Gibson Excited About XCOR Challenge; Greason Happy in New Role

John (Jay) Gibson
John (Jay) Gibson

A bit more on the management changes that XCOR announced earlier this week.

Jay Gibson has taken over as CEO and President. The CEO position was formerly held by company founder Jeff Greason, who has moved over the chief technology officer (CTO) role.

The job of president was formerly held by Andrew Nelson. XCOR has no announcement about Nelson’s status.

Gibson says he moved on from his position at Beechcraft  Corp. because he was looking for something exciting to do.

“I’ve reached a point where I want to get involved in something that’s exciting,” he said. Gibson also wanted to get into a field still early in the development curve, where opportunities for growth abound. Commercial space fits that.

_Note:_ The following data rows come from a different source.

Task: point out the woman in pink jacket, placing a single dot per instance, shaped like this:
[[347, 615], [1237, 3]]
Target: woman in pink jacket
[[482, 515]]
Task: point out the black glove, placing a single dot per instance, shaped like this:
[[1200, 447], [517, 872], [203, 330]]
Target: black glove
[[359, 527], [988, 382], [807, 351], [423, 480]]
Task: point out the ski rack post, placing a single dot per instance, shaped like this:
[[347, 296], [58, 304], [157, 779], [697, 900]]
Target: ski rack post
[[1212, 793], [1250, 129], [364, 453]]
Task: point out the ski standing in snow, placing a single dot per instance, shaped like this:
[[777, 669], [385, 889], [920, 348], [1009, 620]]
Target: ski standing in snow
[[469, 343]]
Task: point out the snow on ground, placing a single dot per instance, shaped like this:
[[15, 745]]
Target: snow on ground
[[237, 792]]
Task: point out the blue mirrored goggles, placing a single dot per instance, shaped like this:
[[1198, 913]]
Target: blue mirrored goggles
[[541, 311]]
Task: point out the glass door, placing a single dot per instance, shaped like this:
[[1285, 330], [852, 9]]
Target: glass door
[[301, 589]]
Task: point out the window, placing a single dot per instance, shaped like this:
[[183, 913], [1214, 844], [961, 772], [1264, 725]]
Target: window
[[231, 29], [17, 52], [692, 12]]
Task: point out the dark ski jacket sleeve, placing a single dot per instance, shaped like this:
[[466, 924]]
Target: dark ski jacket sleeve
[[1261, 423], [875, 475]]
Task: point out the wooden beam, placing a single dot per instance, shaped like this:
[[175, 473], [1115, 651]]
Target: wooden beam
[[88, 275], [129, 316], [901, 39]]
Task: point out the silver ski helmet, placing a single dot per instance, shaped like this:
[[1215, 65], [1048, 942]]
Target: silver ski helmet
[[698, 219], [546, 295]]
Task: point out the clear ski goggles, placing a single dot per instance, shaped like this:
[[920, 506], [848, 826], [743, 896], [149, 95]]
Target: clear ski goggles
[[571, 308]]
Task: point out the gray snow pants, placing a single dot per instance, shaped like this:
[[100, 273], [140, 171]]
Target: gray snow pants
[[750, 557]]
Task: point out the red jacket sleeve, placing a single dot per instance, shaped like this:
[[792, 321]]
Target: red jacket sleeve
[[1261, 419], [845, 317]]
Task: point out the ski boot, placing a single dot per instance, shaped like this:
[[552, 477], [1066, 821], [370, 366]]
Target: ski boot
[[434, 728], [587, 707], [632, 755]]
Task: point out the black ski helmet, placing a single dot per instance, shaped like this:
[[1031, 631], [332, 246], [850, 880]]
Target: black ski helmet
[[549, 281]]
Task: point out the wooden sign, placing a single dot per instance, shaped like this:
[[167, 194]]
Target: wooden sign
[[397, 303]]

And finally he wanted a company trying to do something unique. “When I became more versant in what XCOR does, and its driving towards a very commercial product, it was an easy decision.”

“Jay has the credibility and experience to expand the frontiers that we have, and the businesses we have,” Greason said.

Greason professes to be happy with his new role, which allows him to focus on technology and not CEO responsibilities such as fundraising and trying to figure out how to put more bathrooms in a World War II-era hangar in compliance with 21th century building codes.

Leaving his CEO and president position to move into a CTO role, Greason said he can now focus on advanced projects and next-generation developments — innovations that motivated his co-founding of XCOR in 1999.

“As the company has grown, it’s become a bigger and bigger job to run it,” Greason said. “And I can’t do both the advanced engineering and leadership, so now I can let Jay focus on the bigger picture, and I can focus on the things that I love to do.”

Greason said that advanced technology, the vision that he has for XCOR, the larger picture of the aerospace industry’s future and the regulatory and policy framework for the industry are his passions.

“It’s what wakes me up in the morning,” Greason said.